Se Espanha protege o seu mercado, porque é que Portugal não o faz? Não o faz porque não pode. Espanha pode ter políticas internas de protecção dissimulada porque a Comissão Europeia “fecha os olhos” ao proteccionismo espanhol. A mesma atitude da Comissão Europeia não existe em relação a Portugal. Portugal tem uma economia aberta, e Espanha mantém resquícios do hermetismo económico inerente a uma cultura de continentalidade.
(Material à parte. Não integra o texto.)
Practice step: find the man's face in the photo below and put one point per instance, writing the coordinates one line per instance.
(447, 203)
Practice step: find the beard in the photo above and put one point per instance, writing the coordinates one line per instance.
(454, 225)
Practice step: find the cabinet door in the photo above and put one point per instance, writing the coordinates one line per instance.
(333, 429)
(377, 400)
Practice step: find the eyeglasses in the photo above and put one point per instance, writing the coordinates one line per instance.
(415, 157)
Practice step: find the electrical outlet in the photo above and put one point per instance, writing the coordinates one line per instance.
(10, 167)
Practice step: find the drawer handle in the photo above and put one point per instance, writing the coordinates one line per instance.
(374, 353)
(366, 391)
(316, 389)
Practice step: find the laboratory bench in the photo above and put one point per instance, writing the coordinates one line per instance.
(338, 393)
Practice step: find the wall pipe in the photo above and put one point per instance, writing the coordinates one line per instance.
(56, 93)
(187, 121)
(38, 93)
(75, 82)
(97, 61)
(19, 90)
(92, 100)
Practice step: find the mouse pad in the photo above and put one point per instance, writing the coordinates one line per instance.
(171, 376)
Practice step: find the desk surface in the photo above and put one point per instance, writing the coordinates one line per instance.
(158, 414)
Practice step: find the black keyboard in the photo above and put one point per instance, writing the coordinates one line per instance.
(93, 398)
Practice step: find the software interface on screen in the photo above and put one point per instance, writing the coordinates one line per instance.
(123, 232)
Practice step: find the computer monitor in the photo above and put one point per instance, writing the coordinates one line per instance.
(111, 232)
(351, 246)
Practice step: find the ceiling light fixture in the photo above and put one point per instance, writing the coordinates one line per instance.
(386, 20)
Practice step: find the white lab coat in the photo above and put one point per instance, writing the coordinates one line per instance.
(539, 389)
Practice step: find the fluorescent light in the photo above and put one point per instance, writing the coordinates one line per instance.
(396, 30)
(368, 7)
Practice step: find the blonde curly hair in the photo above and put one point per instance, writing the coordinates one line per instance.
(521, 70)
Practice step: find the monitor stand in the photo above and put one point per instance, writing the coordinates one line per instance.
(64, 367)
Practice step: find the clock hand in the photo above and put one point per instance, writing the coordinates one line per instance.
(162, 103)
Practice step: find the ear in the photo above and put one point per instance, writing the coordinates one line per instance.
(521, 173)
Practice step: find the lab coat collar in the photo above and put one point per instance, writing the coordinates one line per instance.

Ao contrário da política de “Espanha, Espanha, Espanha!” de José Sócrates, a política económica portuguesa terá que se distanciar de Espanha para se desenvolver, isto é, teremos que diversificar as nossas exportações e importações, e no caso das importações de Espanha, teremos que utilizar algum proteccionismo disfarçado em algumas áreas (exactamente o que os espanhóis fazem connosco).
Existem mercados emergentes no norte de África que devem merecer a prioridade da política comercial portuguesa; os países do Médio-oriente devem merecer uma atenção especial; a América Latina tem sido desprezada pela nossa balança comercial, bem como os países do sul de África. Na Europa, existem pequenos países periféricos com quem deveríamos trabalhar mais interligados: a Irlanda, Islândia, Malta, Chipre, etc., podem ser nichos de mercado para produtos Made in Portugal.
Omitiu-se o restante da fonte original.